Patients exposed to chromium in their workplace should be informed about the potential long-term effects of chromium toxicity and advised on monitoring options for early detection of complications. Patients who report taking chromium supplements should be informed of the risks and benefits associated with supplementation, counseled on potential side effects, and advised to follow the manufacturer's instructions to prevent overdose.

Enhancing Healthcare Team Outcomes

Identifying and caring for individuals exposed to chromium involves multiple professionals.

Industrial hygienists identify workplaces where occupational exposure exists, characterize and quantify the type and duration of exposure, and recommend and implement measures to mitigate the exposure risks.

State and federal officials, public health professionals, environmental specialists, and remediation specialists can further assist with occupational exposure and environmental contamination. These team members play a key role in public health by regulating industrial exposures and discharges.

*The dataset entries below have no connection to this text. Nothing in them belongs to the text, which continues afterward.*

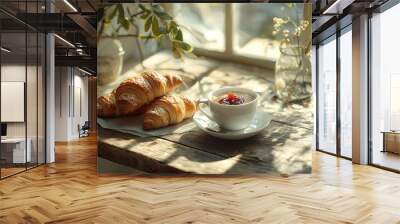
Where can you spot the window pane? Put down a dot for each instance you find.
(253, 35)
(204, 24)
(15, 150)
(327, 97)
(346, 94)
(385, 86)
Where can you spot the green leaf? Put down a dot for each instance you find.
(125, 23)
(163, 15)
(184, 46)
(145, 15)
(179, 35)
(148, 23)
(113, 14)
(176, 53)
(141, 6)
(155, 28)
(157, 8)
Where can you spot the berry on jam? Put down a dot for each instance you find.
(231, 99)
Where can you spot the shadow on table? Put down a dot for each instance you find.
(279, 149)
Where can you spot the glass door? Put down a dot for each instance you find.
(385, 89)
(346, 92)
(327, 96)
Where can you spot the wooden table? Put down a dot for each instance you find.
(284, 147)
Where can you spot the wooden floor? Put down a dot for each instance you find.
(70, 191)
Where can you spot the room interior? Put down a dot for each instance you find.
(353, 124)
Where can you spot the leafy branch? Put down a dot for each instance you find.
(157, 23)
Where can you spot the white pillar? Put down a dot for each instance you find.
(50, 93)
(360, 90)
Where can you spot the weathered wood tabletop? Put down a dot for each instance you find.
(284, 147)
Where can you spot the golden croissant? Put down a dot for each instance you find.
(106, 106)
(168, 110)
(140, 90)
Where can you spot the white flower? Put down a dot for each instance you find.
(280, 84)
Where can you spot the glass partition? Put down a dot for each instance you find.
(258, 40)
(200, 26)
(14, 151)
(346, 93)
(385, 89)
(22, 91)
(327, 96)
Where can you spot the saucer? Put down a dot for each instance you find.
(260, 121)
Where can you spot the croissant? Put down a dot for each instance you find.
(140, 90)
(168, 110)
(106, 106)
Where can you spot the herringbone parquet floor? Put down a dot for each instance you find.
(70, 191)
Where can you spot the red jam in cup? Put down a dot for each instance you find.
(231, 99)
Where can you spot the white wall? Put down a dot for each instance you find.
(69, 82)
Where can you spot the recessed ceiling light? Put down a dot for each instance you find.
(65, 41)
(84, 71)
(70, 6)
(5, 50)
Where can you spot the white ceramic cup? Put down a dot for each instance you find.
(231, 117)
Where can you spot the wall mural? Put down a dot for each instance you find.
(204, 88)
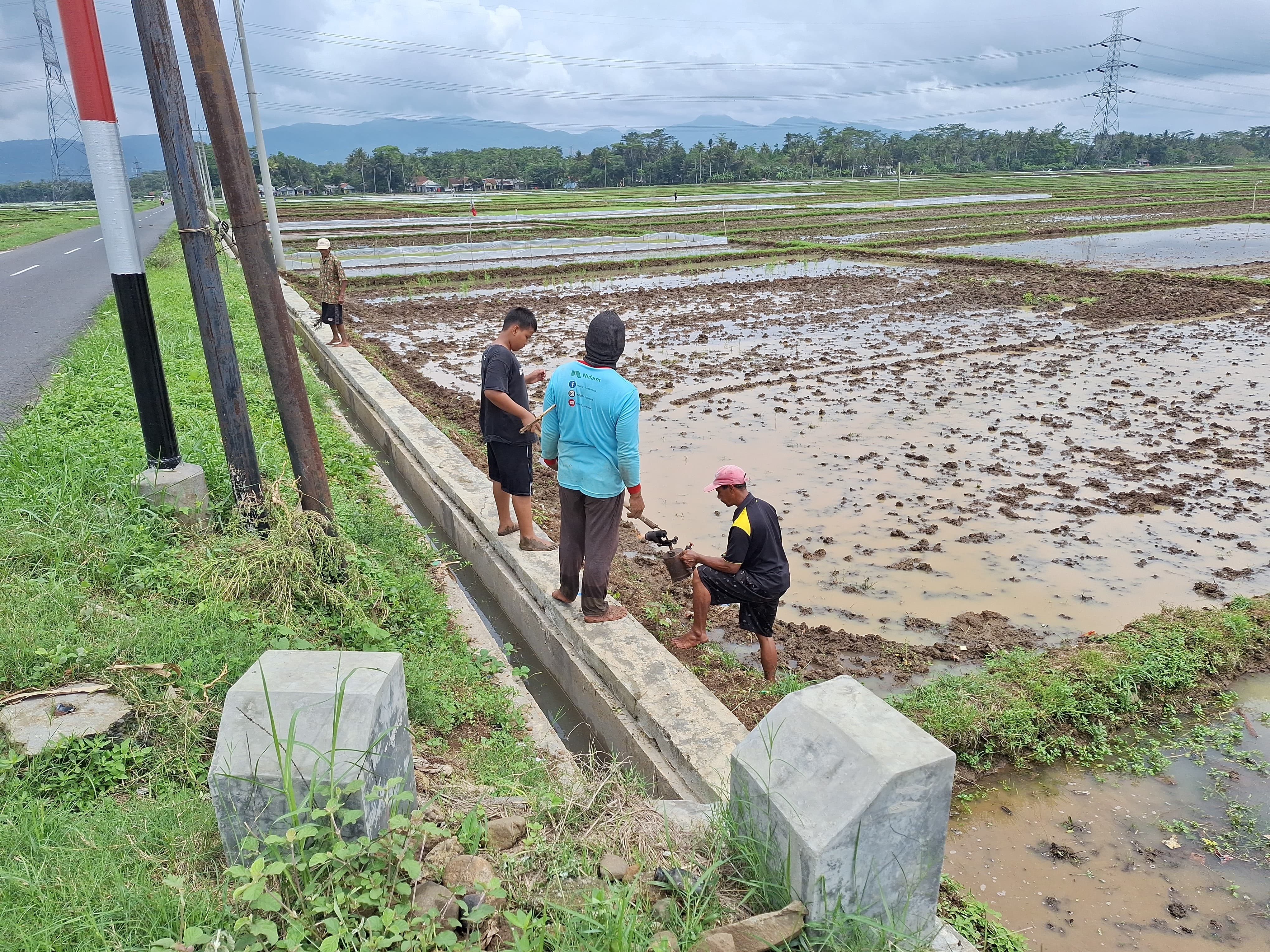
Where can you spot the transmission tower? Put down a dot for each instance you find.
(65, 143)
(1107, 115)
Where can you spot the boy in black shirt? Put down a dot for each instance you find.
(505, 409)
(754, 572)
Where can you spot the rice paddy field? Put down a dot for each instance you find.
(994, 412)
(971, 447)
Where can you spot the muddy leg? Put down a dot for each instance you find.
(700, 609)
(768, 657)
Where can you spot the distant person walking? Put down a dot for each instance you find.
(332, 285)
(505, 412)
(591, 440)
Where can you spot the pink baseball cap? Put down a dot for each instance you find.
(727, 477)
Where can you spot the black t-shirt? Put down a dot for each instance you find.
(755, 545)
(500, 370)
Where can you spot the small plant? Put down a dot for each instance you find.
(472, 832)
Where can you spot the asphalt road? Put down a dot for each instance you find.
(48, 294)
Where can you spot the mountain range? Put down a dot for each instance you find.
(27, 159)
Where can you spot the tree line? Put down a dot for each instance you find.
(660, 159)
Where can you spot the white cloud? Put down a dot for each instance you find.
(934, 61)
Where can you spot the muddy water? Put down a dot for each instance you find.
(1127, 886)
(928, 460)
(1165, 248)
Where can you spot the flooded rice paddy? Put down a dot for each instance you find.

Respiratory therapy technicians, emergency clinicians, nephrologists, and nursing staff are key personnel in managing acute toxicity within the healthcare environment. Subacute and chronic toxicity management benefits from the consults with dietetics, allergy/immunology, hematology, oncology, otorhinolaryngology, occupational medicine, and primary care.

Poison Control Centers and medical toxicologists can also help manage acute and chronic complications of chromium toxicity.